The film revolves around a group of complicated people living in New York City. James (Dawson) is a depressed filmmaker who loves his boyfriend (DeBoy) but struggles with intimacy. Severin (Beamish) is a dominatrix who finds it easier to push people away than to get to know them. Sophia (Lee) is a married sex therapist who has never had an orgasm.
They all come together (either interpretation will do) at an underground nightclub known as Shortbus. It is a place where people can relax, talk and explore their sexual inhibitions without judgement. A place detached from the outside world.
It’s hard to articulate exactly what these folk are feeling but I’ll try by describing it as a mix of unhappiness and confusion. Is their frustrating sex life contributing to their problems? Or is it the other way around? Interesting conversations are shared between the leading characters as a result.
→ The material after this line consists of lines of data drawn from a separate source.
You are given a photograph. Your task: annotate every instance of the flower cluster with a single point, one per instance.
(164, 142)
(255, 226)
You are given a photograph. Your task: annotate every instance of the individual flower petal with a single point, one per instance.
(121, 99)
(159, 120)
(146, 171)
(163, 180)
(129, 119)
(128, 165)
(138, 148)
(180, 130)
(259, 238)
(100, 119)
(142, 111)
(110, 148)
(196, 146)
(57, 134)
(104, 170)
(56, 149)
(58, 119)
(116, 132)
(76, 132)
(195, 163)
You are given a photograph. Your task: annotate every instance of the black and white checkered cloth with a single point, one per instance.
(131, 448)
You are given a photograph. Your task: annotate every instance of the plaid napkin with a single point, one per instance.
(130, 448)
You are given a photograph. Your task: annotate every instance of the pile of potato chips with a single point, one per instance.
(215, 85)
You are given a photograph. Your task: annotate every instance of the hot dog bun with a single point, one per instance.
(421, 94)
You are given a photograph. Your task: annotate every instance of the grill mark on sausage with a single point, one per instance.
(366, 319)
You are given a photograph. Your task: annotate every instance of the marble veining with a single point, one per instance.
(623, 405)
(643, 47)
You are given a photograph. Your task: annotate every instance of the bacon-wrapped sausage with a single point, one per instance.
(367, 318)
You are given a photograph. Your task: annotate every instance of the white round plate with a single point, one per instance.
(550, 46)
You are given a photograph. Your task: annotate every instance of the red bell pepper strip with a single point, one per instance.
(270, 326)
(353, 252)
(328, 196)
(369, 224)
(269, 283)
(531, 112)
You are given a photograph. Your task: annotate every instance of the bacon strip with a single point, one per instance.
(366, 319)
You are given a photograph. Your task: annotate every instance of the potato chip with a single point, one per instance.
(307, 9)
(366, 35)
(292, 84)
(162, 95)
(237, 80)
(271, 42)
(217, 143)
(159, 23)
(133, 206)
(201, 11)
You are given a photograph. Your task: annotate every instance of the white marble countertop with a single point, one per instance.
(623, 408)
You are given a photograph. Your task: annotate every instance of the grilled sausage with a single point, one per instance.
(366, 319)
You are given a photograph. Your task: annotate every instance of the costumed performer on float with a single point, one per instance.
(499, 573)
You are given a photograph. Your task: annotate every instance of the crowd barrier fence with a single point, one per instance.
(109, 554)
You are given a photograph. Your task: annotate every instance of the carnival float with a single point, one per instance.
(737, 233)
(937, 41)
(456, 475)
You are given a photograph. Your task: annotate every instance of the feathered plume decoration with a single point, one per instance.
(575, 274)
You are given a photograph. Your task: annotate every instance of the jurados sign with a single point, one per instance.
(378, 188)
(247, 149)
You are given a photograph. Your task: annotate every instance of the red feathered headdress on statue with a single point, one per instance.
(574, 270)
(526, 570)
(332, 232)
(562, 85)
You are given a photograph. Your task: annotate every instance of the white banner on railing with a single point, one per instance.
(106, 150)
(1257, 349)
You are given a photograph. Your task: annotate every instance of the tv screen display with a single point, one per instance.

Some are humorous but others, particularly late in the film, are more poignant. The best scene is found at the very end - Jamie consummately articulates his pain to a new friend, Caleb (Stickles).
Shortbus is the second feature film of director John Cameron Mitchell. His first feature, Hedwig And The Angry Inch, won numerous honours around the globe. When released in Australia in 2001, I described it as a film “that stands out in a year of lifeless releases.” The same comment applies here. Mitchell is a director who knows how to stand out. His unconventional films leave an impression and a memory that most others do not.
Too much time is spent on certain plotlines (Sophia’s orgasm quest for example) but I’m willing to forgive Mitchell because the film has so many redeeming qualities. The soundtrack is awesome and the musical montage at the end of the film (where we see how each character has changed) provides a well-time chance to reflect.
In the words of the club’s owner, “voyeurism is participation”. An apt way of describing the 90 minutes you’ll spend in the theatre.